Performing similar oligonucleotide frequency searches for element enrichment within viral promoters was complicated by the lack of comprehensive annotation of viral sequence entries within the GenBank database. Without clear annotation of intergenic and coding sequences within the viral GenBank entries, it was impossible to directly perform the same sort of 'upstream sequence' (in this case, viral intergenic regions) versus 'coding sequence' frequency comparisons that were possible using the fully annotated Arabidopsis genome sequence and PatMatch. As an alternative, screens were performed to determine frequencies of occurrence for viral enhancers (and control plant elements) within a sequence database consisting of all geminivirus or nanovirus GenBank entries as of May 13, 2004 [36], and the results compared with those obtained scanning the same sequences against the Arabidopsis PatMatch datasets. The searched viral sequence database has the potential for bias due to the existence of a numerous entries containing only coding regions or only intergenic sequences, as well as some duplication of sequences in separate entries.
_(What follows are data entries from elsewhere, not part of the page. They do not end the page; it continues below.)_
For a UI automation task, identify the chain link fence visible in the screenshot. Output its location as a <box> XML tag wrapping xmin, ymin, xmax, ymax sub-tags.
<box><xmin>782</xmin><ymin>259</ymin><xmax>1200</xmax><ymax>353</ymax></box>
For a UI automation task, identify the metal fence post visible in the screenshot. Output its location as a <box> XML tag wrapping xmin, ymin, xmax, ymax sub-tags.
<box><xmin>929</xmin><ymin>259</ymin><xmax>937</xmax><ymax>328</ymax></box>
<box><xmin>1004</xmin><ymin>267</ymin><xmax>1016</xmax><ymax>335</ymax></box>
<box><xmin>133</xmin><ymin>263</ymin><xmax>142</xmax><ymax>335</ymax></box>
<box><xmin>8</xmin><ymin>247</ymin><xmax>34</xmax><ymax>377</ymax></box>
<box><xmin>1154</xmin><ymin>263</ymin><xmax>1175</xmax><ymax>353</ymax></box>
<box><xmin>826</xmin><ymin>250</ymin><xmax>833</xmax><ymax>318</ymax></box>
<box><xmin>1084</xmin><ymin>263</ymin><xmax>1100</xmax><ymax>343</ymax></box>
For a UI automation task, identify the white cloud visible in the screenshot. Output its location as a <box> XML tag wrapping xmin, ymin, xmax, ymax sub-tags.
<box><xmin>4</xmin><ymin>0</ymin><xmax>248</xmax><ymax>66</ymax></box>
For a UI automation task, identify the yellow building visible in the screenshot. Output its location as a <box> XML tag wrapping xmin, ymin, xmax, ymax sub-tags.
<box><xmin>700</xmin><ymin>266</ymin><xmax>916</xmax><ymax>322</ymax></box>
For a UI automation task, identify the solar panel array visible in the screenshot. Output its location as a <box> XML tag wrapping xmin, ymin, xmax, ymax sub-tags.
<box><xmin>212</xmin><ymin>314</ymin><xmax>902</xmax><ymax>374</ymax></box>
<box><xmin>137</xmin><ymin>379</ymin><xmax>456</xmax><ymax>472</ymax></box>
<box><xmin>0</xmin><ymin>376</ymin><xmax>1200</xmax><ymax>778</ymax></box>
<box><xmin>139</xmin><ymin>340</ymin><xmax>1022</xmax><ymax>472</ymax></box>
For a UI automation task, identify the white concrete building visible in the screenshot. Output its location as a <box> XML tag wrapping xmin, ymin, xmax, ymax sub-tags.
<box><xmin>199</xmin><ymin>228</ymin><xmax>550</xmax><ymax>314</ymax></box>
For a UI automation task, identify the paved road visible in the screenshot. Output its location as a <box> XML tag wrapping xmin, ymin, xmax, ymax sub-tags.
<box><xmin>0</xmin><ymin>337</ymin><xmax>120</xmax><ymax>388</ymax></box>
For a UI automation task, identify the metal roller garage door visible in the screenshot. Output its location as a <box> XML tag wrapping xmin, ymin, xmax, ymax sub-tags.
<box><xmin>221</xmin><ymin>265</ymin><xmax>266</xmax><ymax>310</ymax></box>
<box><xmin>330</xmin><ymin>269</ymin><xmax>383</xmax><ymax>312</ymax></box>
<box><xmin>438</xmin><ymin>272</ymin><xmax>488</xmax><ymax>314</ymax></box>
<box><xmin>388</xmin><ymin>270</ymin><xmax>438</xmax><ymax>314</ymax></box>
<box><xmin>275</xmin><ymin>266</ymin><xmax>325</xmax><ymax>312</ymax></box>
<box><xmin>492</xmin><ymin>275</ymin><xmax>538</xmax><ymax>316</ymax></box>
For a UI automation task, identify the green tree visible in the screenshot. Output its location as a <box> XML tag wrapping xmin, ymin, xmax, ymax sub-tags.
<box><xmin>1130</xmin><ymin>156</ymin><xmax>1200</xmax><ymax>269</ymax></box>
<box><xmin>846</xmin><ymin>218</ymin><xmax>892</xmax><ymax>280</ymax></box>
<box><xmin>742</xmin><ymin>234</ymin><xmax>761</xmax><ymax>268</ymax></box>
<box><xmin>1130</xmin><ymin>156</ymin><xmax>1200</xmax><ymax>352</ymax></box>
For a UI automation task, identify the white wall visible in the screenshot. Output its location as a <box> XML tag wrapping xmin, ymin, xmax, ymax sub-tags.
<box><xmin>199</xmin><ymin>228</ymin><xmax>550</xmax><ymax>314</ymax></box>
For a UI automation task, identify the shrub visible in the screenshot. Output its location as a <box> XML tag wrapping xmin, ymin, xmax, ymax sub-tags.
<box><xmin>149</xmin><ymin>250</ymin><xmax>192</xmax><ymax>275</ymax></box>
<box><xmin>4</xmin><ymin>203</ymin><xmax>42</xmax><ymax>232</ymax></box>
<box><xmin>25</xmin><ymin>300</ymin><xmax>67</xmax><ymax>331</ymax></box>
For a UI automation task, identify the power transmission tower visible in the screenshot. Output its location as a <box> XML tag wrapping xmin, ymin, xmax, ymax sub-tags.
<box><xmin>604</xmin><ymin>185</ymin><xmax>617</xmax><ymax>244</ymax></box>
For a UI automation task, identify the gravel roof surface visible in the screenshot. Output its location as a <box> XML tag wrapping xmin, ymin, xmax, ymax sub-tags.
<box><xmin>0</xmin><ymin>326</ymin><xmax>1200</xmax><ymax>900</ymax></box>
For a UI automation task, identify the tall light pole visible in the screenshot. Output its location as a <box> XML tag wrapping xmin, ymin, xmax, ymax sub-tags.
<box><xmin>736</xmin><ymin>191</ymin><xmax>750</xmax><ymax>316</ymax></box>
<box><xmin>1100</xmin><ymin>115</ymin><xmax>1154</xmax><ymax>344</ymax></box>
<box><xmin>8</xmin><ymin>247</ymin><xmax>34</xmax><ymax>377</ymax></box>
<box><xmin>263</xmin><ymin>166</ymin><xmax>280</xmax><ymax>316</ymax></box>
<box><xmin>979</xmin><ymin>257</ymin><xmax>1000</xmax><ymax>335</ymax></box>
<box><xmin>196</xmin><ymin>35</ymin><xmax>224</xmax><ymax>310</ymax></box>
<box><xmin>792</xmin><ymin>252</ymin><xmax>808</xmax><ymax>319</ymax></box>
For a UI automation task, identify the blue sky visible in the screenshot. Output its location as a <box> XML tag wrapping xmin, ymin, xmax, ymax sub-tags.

Any such bias should, however, similarly affect the baseline frequency values resulting from searches using the 18 matched random oligonucleotides (in parenthesis, Table 1), thus all element enrichments are considered relative to the random oligo values. It was decided to perform the searches using the full geminiviral plus nanoviral database, since limiting the viral entries to only those containing fully annotated, complete viral sequences would have greatly reduced the number of different viruses examined.

Table 1. Element occurrence frequencies within viral and Arabidopsis sequence databases

The results of the searches are displayed in Table 1. Each frequency value (cHits/Mbp) represents the number of hits per million base pairs, corrected for the database base composition using empirically determined G/C and A/T ratios for each of the databases examined (see Materials and Methods). To facilitate comparison, the resulting cHits/Mbp from the Arabidopsis upstream databases (-3000 to -1001, -1000 to -501, and -500 to -1 bp) were normalized relative to the value obtained for each element's occurrence within the A. thaliana coding sequence database (CDS value set to 1.0). In addition to the predicted frequency values, in each case, the element's observed frequency was also compared to a value generated using the average of 18 random oligomers having the same length and base composition as the element tested (in parenthesis, Table 1). The test sequences for plant ABRE-like and G-box elements showed clear enrichment within the upstream Arabidopsis sequences, especially within the -1 to -500 region (ABRE-like element = 3.0 time the CDS value, vs 1.44 for random sequences and G-box = 4.35 vs 1.47 for random sequences, all as normalized cHits/Mbp). Results for the DRE element were less convincing (2.13 vs 1.46 in the -1 to -500 dataset) and likely reflect lower functional usage of this element within the Arabidopsis genome [35].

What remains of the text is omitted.